Actually, Harry had once again managed to pick the lock on the cupboard door. But with Vernon patrolling the house, he wouldn't be able to leave without being noticed.
He sighed, and tried his hardest to concentrate on anything but the spiders. Outside the cupboard, he heard the mail being dropped through the mail slot. He heard Vernon coming down the hall to retrieve it. The light coming through the vent in the cupboard door was momentarily blocked out. There was a scuffling as Vernon picked up the envelopes. A pause. Then Vernon hurried back down the hall. The sounds of a phone dialing reached Harry's ears. Then Vernon's hushed voice.
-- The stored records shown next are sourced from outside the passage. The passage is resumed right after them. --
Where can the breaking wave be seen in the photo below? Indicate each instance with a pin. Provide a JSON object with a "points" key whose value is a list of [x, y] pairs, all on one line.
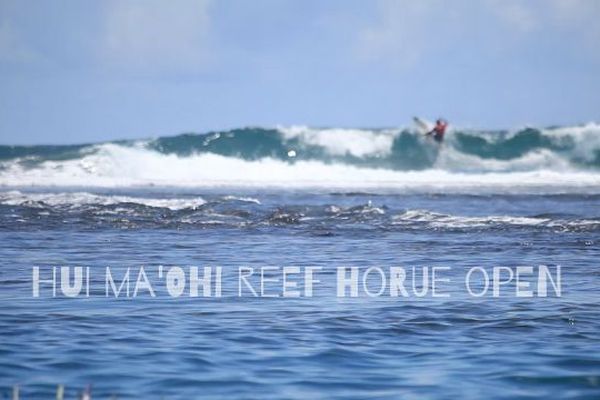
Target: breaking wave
{"points": [[566, 157]]}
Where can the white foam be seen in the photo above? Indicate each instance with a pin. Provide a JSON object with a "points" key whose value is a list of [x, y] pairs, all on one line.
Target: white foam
{"points": [[457, 221], [122, 166], [339, 142], [77, 199]]}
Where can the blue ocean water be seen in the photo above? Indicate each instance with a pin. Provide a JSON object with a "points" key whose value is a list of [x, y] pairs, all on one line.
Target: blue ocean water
{"points": [[135, 204]]}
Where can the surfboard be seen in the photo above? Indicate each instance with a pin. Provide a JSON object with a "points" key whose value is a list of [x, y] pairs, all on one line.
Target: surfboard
{"points": [[422, 126]]}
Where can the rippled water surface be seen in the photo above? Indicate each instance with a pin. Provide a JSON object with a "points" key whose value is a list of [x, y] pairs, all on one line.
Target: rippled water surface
{"points": [[319, 347]]}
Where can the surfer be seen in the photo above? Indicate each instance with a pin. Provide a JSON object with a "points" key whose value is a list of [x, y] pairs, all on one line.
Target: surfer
{"points": [[438, 130]]}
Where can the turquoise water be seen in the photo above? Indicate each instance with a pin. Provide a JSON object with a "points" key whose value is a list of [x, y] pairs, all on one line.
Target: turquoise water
{"points": [[305, 197]]}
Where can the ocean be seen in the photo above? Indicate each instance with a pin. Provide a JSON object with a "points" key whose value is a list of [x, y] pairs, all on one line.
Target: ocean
{"points": [[457, 220]]}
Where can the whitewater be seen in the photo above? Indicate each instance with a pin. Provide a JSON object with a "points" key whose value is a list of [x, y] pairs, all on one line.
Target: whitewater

"It's another one, Petunia! Came in the mail a moment ago!" (A pause) "Oh is he? Yes. Yes I know. What if they don't stop?" (Another pause) "If...if they won't stop, we'll have to leave until they do. Yes. I'll call back."
Vernon hung up and stomped into the living room as Harry eased open the door. He saw the mail where Vernon had thrown it on the counter. He sneaked down the hallway and into the kitchen. On the top of the pile was an envelope of heavy yellowed paper, addressed in handwritten green ink. Harry picked it up, and almost dropped it when he saw the address:
Mr. H. Potter
The Cupboard under the Stairs
4 Private Drive
Little Winging
Surrey
BANG! A door slammed shut and Vernon, his face bright red and furious, seized the letter from Harry.
"YOU – WILL – NOT – READ – THIS – LETTER!" he roared, and dragged a protesting Harry back down the hall and into the cupboard, where he locked the door.
"Don't you ever speak of this again," Vernon hissed through the vent. "You hear me, boy? Mention this letter – to ANYONE – and you'll be sorry!"